A que cheira a tua cidade?

O cheiro de Dublin é relva acabada de cortar e o Madrid cheirará sempre a Ducados sem filtro, Paris cheira ao que cheirar o Sena e Nova Deli cheira a caril, San Sebastian cheira a uma mistura de pimentos assados e barcos de pesca, Roma cheira a café curto e a Suiça cheira a estrume de vaca.

Lisboa cheira a refogado, um cheiro antigo de cebola, azeite e louro.

21 julho 2020

Podes...

... chegar deslumbrante num conjunto clássico Dior, podes olhar-me nos olhos enquanto me explicas o que te fascinou no último Tarantino, podes encostar a tua cabeça no meu ombro enquanto ambos seguramos um bom Bordéus, podes falar-me de Bach e de Boticelli, de Mayra Andrade e de Jorge Palma, podes perguntar-me por terras que não conheces e recantos onde fui razoavelmente feliz, podes confiar-me segredos enquanto eu cozinho o meu melhor risotto.

Mas, por quem és, não estragues tudo apaixonando-te por mim.

13 julho 2020

E se Deus?

E se Deus não estiver no inexplicável, no pôr do sol na linha do horizonte, nas forças que pensávamos não ter, na doença que afinal se cura, no cimo da montanha acabada de subir, no pormenor que nos desvia do mau caminho no último momento, na grandiosidade que nos atinge no meio de um oceano?

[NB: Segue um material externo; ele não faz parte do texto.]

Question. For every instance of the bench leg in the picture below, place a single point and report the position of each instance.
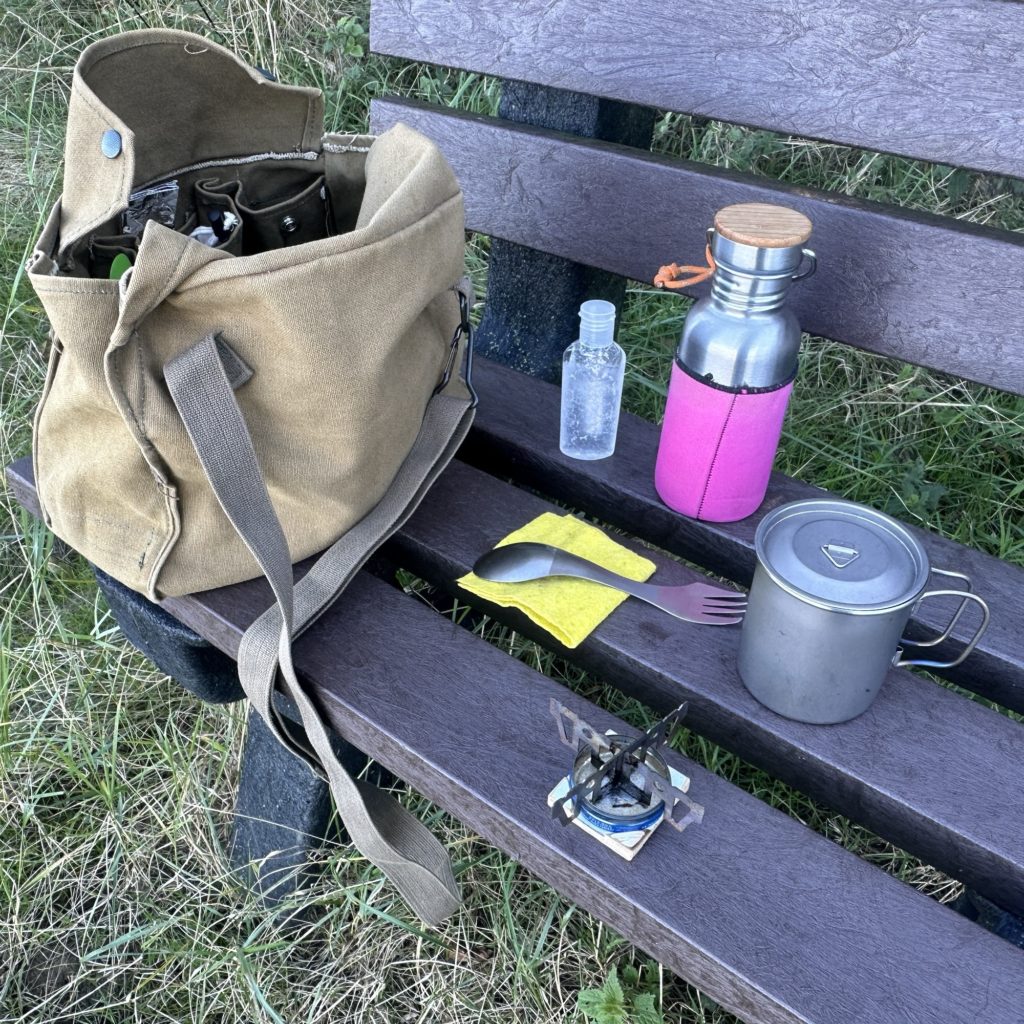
(534, 298)
(283, 810)
(174, 648)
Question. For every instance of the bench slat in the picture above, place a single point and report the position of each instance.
(932, 81)
(937, 774)
(927, 769)
(621, 491)
(770, 920)
(934, 292)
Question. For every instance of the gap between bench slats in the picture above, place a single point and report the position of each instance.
(926, 768)
(924, 80)
(621, 491)
(931, 291)
(775, 923)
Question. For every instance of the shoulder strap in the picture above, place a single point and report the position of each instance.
(386, 834)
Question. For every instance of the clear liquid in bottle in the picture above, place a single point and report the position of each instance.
(593, 369)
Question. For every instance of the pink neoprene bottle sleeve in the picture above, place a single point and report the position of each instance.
(717, 448)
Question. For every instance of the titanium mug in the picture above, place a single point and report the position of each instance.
(835, 587)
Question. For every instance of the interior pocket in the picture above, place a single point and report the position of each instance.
(303, 216)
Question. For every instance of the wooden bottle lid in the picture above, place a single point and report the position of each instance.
(763, 224)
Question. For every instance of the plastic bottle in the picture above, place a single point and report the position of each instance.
(593, 369)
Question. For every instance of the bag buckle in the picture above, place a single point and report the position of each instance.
(464, 330)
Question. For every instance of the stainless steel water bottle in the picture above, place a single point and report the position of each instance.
(734, 367)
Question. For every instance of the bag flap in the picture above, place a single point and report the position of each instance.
(145, 103)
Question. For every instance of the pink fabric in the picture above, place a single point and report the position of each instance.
(717, 448)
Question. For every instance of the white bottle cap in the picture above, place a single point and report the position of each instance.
(597, 322)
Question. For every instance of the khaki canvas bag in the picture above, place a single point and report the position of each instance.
(275, 374)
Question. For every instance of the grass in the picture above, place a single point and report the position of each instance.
(117, 786)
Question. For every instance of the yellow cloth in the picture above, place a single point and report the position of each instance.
(568, 609)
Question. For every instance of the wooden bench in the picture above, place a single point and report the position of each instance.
(765, 915)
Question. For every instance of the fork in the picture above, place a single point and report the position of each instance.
(695, 602)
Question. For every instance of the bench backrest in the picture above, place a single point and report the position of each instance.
(913, 79)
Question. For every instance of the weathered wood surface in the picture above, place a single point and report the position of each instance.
(928, 769)
(772, 921)
(928, 290)
(936, 81)
(621, 491)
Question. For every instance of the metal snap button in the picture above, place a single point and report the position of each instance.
(110, 143)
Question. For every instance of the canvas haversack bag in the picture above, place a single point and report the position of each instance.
(257, 341)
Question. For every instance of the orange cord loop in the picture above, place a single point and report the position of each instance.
(668, 276)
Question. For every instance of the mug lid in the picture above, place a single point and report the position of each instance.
(842, 556)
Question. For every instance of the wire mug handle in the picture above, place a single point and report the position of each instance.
(966, 598)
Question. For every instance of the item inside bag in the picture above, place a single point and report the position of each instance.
(242, 209)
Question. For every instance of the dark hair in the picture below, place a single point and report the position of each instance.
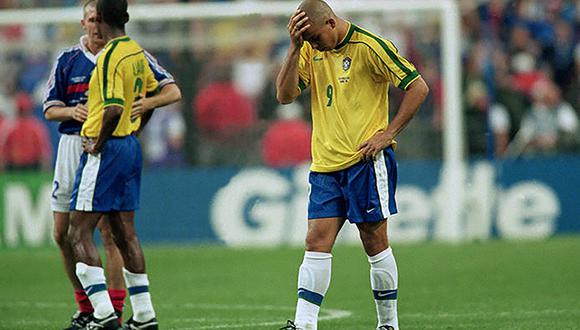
(113, 12)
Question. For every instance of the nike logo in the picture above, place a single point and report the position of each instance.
(384, 294)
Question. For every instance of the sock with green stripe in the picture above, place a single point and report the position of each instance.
(384, 280)
(313, 282)
(93, 280)
(138, 287)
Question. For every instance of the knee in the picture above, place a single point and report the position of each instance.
(74, 235)
(317, 242)
(374, 242)
(109, 241)
(60, 236)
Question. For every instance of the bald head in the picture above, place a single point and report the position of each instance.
(317, 10)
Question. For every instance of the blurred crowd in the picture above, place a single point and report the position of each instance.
(521, 88)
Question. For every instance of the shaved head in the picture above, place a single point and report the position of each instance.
(317, 10)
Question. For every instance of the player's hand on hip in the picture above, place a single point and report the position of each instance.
(296, 26)
(80, 112)
(375, 144)
(140, 107)
(89, 146)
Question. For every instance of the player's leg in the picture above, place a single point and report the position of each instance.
(88, 267)
(315, 271)
(384, 277)
(67, 161)
(60, 234)
(375, 186)
(114, 267)
(136, 279)
(326, 214)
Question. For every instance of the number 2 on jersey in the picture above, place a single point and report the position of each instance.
(329, 95)
(138, 88)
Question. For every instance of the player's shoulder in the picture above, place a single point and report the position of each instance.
(374, 41)
(121, 47)
(118, 50)
(68, 54)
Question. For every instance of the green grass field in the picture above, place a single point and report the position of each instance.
(492, 285)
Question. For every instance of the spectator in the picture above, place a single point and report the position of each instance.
(550, 126)
(225, 119)
(25, 141)
(287, 140)
(560, 55)
(164, 138)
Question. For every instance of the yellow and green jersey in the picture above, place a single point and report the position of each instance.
(349, 89)
(121, 76)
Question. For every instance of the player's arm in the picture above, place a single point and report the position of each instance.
(144, 107)
(62, 113)
(54, 106)
(111, 117)
(288, 78)
(414, 96)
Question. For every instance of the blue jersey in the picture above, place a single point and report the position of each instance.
(68, 84)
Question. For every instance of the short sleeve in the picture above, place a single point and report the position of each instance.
(162, 76)
(386, 61)
(55, 94)
(304, 66)
(152, 82)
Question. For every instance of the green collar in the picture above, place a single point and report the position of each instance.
(347, 37)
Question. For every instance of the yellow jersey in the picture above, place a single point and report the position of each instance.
(121, 76)
(349, 91)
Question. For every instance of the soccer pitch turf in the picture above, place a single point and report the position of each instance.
(489, 285)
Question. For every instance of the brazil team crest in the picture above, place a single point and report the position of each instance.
(346, 63)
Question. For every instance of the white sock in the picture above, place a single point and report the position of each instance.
(313, 282)
(384, 281)
(94, 282)
(138, 287)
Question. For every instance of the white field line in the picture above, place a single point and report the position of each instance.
(326, 314)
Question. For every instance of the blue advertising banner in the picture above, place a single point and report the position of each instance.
(523, 199)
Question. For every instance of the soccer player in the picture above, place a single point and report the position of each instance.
(109, 174)
(65, 102)
(353, 173)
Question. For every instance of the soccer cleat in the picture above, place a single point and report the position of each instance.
(107, 323)
(79, 321)
(147, 325)
(290, 326)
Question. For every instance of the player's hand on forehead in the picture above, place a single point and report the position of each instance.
(297, 25)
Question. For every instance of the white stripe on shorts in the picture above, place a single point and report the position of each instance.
(88, 183)
(382, 181)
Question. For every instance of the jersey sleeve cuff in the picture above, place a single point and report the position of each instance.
(408, 80)
(165, 82)
(301, 85)
(55, 103)
(110, 102)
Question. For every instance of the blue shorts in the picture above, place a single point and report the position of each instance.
(109, 181)
(364, 192)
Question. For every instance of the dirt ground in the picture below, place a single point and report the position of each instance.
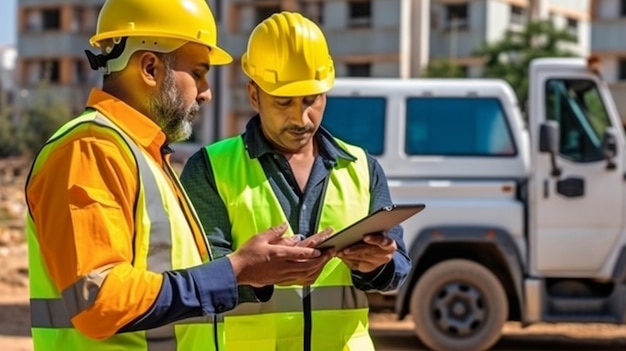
(389, 334)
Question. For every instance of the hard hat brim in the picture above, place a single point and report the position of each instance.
(217, 56)
(299, 88)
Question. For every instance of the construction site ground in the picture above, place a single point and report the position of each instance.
(389, 333)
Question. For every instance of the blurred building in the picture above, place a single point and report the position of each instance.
(371, 38)
(458, 27)
(8, 91)
(52, 37)
(396, 38)
(52, 67)
(608, 43)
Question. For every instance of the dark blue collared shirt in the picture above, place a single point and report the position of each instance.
(300, 207)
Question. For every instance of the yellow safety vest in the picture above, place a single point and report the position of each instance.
(158, 218)
(335, 312)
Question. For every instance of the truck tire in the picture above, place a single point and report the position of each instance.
(459, 305)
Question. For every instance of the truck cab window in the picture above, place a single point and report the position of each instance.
(358, 120)
(576, 104)
(457, 126)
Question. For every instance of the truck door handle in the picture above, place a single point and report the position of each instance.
(571, 187)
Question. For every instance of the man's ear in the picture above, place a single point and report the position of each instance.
(253, 96)
(149, 67)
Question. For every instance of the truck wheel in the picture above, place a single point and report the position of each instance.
(458, 305)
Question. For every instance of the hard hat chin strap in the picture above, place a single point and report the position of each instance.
(97, 62)
(116, 57)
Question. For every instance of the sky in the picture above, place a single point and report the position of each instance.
(8, 22)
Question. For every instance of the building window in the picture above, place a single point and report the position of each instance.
(51, 19)
(51, 71)
(47, 71)
(572, 27)
(33, 20)
(263, 12)
(359, 70)
(314, 10)
(457, 17)
(80, 72)
(621, 69)
(360, 13)
(518, 15)
(91, 18)
(77, 19)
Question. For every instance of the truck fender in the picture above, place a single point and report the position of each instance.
(499, 238)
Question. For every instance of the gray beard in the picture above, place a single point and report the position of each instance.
(167, 109)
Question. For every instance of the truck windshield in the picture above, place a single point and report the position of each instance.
(357, 120)
(578, 107)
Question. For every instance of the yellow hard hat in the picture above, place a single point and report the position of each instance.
(288, 55)
(185, 20)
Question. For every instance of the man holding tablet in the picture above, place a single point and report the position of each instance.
(286, 168)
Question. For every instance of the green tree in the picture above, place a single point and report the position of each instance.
(443, 68)
(509, 58)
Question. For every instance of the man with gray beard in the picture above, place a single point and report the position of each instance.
(117, 257)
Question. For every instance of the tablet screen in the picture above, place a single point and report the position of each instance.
(379, 221)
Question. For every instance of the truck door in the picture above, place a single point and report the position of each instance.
(576, 213)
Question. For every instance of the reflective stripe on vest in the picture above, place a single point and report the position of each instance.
(338, 310)
(157, 216)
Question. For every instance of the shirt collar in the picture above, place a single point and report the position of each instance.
(257, 144)
(136, 125)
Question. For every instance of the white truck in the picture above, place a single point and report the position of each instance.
(525, 216)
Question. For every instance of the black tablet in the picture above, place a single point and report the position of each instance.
(379, 221)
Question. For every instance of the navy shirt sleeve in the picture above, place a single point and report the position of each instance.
(393, 274)
(207, 289)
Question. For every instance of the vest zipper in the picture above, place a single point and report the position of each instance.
(172, 175)
(306, 290)
(169, 171)
(308, 321)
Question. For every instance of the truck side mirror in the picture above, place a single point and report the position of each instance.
(609, 147)
(549, 142)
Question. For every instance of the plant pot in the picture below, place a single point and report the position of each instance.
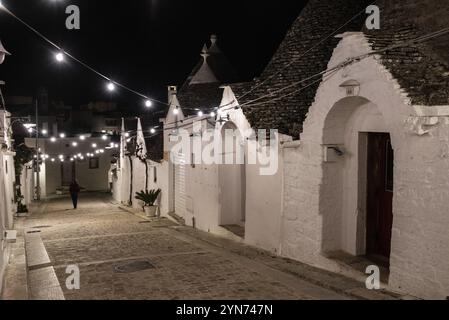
(150, 211)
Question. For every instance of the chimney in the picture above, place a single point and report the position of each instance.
(213, 39)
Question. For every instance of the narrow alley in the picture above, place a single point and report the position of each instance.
(121, 255)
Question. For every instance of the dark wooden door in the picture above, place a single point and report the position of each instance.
(380, 197)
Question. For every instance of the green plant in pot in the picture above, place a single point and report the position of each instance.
(149, 199)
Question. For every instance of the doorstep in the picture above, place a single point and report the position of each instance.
(15, 285)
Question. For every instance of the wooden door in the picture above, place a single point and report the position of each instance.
(380, 197)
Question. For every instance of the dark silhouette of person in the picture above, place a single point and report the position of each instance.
(74, 191)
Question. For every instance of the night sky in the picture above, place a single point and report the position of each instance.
(144, 44)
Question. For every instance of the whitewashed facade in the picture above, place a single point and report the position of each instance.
(7, 197)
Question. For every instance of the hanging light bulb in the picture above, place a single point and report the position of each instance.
(111, 86)
(59, 57)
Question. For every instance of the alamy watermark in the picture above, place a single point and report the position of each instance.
(373, 280)
(226, 147)
(373, 20)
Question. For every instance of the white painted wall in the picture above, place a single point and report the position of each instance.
(322, 209)
(7, 179)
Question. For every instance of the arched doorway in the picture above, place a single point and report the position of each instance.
(356, 197)
(232, 179)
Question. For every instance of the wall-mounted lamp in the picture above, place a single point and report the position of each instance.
(333, 153)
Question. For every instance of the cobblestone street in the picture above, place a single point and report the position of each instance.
(182, 263)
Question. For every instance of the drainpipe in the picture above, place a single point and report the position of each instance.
(285, 145)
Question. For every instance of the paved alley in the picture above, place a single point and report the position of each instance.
(121, 255)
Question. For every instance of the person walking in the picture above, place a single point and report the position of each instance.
(74, 191)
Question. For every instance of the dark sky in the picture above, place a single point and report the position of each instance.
(145, 44)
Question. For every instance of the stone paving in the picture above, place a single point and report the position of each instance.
(183, 263)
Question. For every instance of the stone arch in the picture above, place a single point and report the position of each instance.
(232, 177)
(343, 192)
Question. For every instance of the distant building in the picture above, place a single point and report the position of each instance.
(87, 160)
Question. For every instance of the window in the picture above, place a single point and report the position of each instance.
(94, 163)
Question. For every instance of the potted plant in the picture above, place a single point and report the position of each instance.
(149, 198)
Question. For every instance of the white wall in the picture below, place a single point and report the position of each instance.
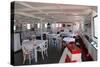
(17, 45)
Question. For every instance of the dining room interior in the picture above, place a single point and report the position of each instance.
(45, 33)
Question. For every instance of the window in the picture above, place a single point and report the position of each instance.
(28, 26)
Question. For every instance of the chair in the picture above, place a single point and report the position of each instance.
(43, 49)
(27, 54)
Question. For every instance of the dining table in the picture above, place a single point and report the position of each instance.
(32, 45)
(68, 39)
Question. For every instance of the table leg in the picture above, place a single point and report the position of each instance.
(35, 55)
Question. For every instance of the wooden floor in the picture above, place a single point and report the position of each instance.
(54, 55)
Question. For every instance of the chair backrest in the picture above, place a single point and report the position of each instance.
(43, 46)
(24, 50)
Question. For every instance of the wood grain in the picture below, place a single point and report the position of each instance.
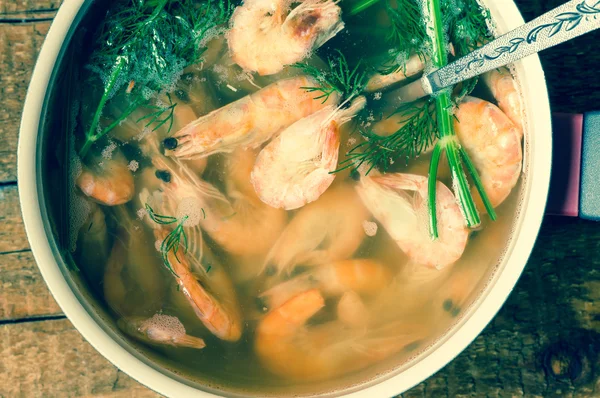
(23, 292)
(550, 321)
(51, 359)
(12, 233)
(19, 46)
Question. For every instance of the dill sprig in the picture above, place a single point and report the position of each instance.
(159, 218)
(155, 116)
(142, 47)
(467, 29)
(465, 24)
(171, 243)
(448, 142)
(174, 239)
(417, 130)
(407, 35)
(339, 77)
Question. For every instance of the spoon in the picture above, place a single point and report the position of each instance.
(564, 23)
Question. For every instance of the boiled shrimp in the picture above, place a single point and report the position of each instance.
(238, 222)
(504, 89)
(108, 182)
(253, 227)
(296, 167)
(196, 271)
(267, 35)
(324, 231)
(406, 218)
(362, 276)
(159, 330)
(414, 65)
(249, 121)
(494, 144)
(288, 347)
(93, 244)
(352, 311)
(132, 278)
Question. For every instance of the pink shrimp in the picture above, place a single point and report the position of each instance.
(267, 35)
(505, 91)
(249, 121)
(288, 347)
(405, 217)
(296, 167)
(494, 144)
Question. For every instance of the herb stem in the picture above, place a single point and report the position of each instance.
(91, 136)
(461, 185)
(448, 140)
(432, 188)
(478, 184)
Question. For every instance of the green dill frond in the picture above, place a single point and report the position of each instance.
(155, 116)
(159, 218)
(172, 242)
(406, 36)
(468, 29)
(174, 239)
(148, 43)
(339, 77)
(417, 130)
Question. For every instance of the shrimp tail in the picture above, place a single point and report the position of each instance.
(399, 181)
(189, 341)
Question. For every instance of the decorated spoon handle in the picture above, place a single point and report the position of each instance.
(566, 22)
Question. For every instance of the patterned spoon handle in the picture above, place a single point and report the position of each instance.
(566, 22)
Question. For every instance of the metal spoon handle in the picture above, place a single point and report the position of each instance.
(566, 22)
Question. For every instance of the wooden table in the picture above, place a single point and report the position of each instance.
(544, 341)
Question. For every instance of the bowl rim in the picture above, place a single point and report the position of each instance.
(460, 337)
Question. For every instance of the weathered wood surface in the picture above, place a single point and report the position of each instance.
(19, 45)
(544, 342)
(51, 359)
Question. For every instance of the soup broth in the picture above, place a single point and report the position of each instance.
(249, 203)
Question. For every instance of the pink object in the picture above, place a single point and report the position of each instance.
(563, 198)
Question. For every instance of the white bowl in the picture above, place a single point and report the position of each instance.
(533, 193)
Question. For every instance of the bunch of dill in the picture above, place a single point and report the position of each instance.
(142, 48)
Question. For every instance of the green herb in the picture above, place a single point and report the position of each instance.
(338, 78)
(172, 241)
(417, 130)
(143, 46)
(467, 24)
(448, 141)
(158, 218)
(468, 28)
(407, 34)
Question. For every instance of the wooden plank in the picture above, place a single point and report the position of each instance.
(23, 292)
(550, 323)
(19, 46)
(12, 233)
(51, 359)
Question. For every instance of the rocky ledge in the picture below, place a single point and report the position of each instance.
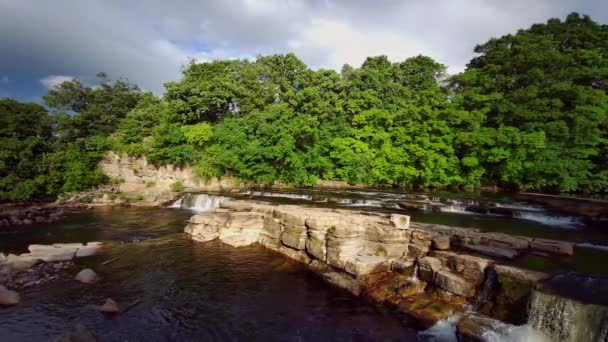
(43, 264)
(427, 272)
(18, 216)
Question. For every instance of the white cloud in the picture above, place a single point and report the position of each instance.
(54, 80)
(148, 42)
(343, 43)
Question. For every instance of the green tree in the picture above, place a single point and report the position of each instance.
(25, 137)
(540, 95)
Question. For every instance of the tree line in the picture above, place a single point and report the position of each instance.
(530, 112)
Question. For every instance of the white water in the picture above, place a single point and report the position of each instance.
(593, 246)
(360, 203)
(503, 332)
(445, 331)
(558, 221)
(442, 331)
(199, 202)
(277, 194)
(519, 206)
(455, 209)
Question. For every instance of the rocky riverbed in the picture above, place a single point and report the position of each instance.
(44, 264)
(427, 272)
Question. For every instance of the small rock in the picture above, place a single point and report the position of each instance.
(8, 297)
(86, 276)
(78, 333)
(109, 306)
(400, 221)
(441, 243)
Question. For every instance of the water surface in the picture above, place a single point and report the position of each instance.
(189, 291)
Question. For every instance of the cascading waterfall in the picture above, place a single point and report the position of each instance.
(559, 221)
(199, 202)
(415, 274)
(486, 293)
(568, 320)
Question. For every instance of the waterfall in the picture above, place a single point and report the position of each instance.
(454, 209)
(415, 274)
(487, 291)
(568, 320)
(503, 332)
(558, 221)
(199, 202)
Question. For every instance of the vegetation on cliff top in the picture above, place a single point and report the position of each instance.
(529, 112)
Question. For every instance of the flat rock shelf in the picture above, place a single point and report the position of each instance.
(429, 273)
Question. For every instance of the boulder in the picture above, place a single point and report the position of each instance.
(8, 297)
(297, 255)
(417, 251)
(89, 249)
(343, 281)
(454, 283)
(473, 328)
(109, 306)
(21, 262)
(427, 267)
(505, 241)
(294, 237)
(478, 209)
(400, 221)
(78, 333)
(552, 246)
(366, 264)
(441, 243)
(87, 276)
(272, 228)
(239, 237)
(340, 250)
(316, 247)
(403, 266)
(496, 252)
(56, 252)
(521, 275)
(410, 205)
(246, 220)
(387, 234)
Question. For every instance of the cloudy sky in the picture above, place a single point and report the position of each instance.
(43, 43)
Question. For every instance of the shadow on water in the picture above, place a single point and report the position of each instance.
(189, 291)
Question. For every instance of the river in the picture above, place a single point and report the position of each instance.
(189, 290)
(211, 291)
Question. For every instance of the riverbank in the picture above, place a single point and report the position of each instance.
(428, 273)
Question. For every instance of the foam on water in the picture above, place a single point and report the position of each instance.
(199, 202)
(457, 209)
(503, 332)
(592, 246)
(558, 221)
(278, 194)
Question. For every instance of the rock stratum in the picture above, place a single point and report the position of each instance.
(427, 272)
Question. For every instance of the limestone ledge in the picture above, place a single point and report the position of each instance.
(425, 271)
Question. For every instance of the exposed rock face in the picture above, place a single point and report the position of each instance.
(141, 177)
(86, 276)
(109, 306)
(17, 216)
(407, 265)
(8, 297)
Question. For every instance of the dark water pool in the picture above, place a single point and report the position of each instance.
(188, 291)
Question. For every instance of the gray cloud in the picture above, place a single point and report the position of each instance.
(147, 42)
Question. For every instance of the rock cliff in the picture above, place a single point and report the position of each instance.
(425, 271)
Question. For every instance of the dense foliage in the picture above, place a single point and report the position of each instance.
(529, 112)
(45, 153)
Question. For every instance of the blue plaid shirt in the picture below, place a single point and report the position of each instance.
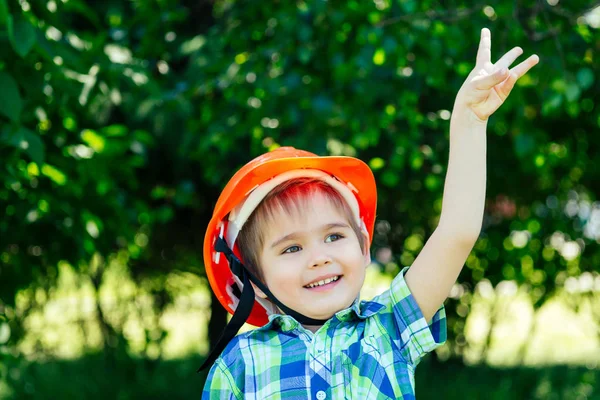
(368, 351)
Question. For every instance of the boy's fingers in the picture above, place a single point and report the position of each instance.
(508, 58)
(525, 66)
(489, 81)
(484, 53)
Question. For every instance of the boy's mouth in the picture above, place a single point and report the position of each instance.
(323, 282)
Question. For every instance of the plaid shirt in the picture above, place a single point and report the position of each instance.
(368, 351)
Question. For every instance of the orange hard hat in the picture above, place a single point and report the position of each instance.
(346, 174)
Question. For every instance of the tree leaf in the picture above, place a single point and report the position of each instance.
(4, 14)
(21, 34)
(585, 78)
(10, 98)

E se Deus estiver nos livros?

12 julho 2020

O problema das mulheres

Terem um guião preciso para o primeiro homem. E nada definido para o segundo.

05 julho 2020

Pipoco pergunta

Pode um homem apaixonar-se por uma voz de mulher?

04 julho 2020

Cá estamos

O que vos conto aconteceu por alturas do tempo em que ainda se podia sair à noite, chegada a hora de fechar o bar do hotel, nesse tempo ainda havia quem dormisse em hotéis, os clientes habituais tinham autorização para se irem servindo, com a condição de assentar numa folha os esvaziamentos de garrafas de Bushmills e de os decibéis se manterem naquele nível que as pessoas de bem  sabem garantir quando conversam até de madrugada sobre filosofias várias em geral e da melhor maneira de salvar o mundo, mas ganhando dinheiro, em particular. 
A mulher, que estava ali tão confortável como esteve o George Lazenby nos intermináveis minutos de Bond que lhe couberam em sorte, desenvolvia eu, com o sólido suporte de razão pura que nos fornece o clássico duo Cohiba Lanceros e champanhe da casa Pommery, uma exposição bem estruturada sobre o que podemos aprender com cérebros como o de Larry Fink, o homem que manda em mais dinheiro do que nos custariam cem companhias de aviões dessas que serviam pacotes de batatas fritas dos pequenos, a mulher, dizia eu, colocou em causa os meus saberes sobre a incrível temática de para onde vão as garrafas de água Fastio quando as deixamos no contentor amarelo e eu, sempre disposto a trocar Larry Fink e os seus devaneios de inicio de ano a anunciar para onde corre o dinheiro, ou seja, para onde corre o mundo, pelos futuros de garrafas vazias de plástico, lá acedi a falar em privado, no fresco de um rooftop na terceira cidade mais bonita deste país, aconselhando-me a prudência, a experiência acumulada e a intuição de que necessitaria de todas as minhas forças em alerta máximo, a fazer-me acompanhar por uma garrafa de água fresca, em vidro produzido nas instalações fabris da Barbosa & Almeida, na Marinha Grande, sorrindo de mim para comigo com a cara que faria o homem do bar, um profissional das más artes de me escutar em noites de inverno em que não se aplica a regra de bar aberto depois de fechar, por falta de almas capazes de aguentar a batida do mar na varanda e a chuva puxada a vento de sudoeste, com a cara que faria, dizia eu, quando ali visse incrustada na minha letra razoavelmente legível a conjugação de palavras "água", "das" e "pedras", rigorosamente por esta ordem, bem sei que não é o que vem na garrafa mas foi o que me ocorreu escrever.

Afinal, não era sobre para onde vão as garrafas de plástico quando falecem que ela me queria falar.